Spam, It's Not Just for Email Anymore
If you've traveled through the southeast US you may have seen an invasive vine called kudzu that seems to spread quickly to the point of overtaking other plants in an area. The Nature Conservancy says:
it grows out of control, smothers native plants and even uproots entire trees by the sheer force of its weight.
Think of it as biological spam. True to form, spam is spreading and threating any messaging services. The latest victims are Twitter and your calendar.

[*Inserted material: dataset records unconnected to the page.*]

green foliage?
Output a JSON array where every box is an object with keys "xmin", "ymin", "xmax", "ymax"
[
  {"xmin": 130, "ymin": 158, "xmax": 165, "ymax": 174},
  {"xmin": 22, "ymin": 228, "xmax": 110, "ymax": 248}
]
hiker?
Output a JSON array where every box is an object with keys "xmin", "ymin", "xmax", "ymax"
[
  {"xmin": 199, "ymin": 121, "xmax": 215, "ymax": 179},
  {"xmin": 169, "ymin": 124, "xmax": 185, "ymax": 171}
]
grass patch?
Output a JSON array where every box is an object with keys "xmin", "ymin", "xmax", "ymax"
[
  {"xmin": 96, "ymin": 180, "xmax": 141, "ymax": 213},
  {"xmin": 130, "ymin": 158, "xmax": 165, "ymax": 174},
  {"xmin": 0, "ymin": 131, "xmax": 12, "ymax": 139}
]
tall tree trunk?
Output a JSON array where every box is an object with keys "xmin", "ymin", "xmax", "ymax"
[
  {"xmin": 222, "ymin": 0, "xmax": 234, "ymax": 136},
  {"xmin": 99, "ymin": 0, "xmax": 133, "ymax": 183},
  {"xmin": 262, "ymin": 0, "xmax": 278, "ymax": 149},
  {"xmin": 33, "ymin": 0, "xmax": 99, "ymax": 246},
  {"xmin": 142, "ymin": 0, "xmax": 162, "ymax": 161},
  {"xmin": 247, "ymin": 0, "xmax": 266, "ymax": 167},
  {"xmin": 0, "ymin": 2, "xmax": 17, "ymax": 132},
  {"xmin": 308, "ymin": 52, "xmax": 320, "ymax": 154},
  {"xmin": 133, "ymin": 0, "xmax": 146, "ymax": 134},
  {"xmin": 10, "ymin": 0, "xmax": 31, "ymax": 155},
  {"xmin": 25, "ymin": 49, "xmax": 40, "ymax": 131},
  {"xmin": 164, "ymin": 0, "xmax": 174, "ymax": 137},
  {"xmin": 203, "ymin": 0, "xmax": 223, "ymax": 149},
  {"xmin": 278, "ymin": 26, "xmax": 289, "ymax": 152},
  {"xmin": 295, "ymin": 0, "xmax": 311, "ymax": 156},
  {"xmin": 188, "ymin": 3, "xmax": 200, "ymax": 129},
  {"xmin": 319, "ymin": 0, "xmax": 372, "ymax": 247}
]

Twitter has grown to the point where it's such a popular target of spam that the service providers are blacklisting spammers and deleting their accounts. Any one willing to venture a guess on how well that will work?
McAfee Avert Labs is tracking a new kind of spam that is targeting your calendar.
Have you had any odd meetings in your Outlook or Google calendars lately? I've been monitoring an interesting spamming technique over the past few weeks where they are sending automatically accepted meeting requests (if you allow that) to your calendar.The spam is originating from Gmail accounts but the Google and Outlook calendar functions are compatible so the meeting request goes straight into your calendar and you probably won't notice it until you get a reminder at the spammers chosen time.
It's like the equivalent of a biological imperative for spam: if there is a sufficiently useful messaging medium, spam will find a way to encroach and smother and outweigh the other messages in the medium.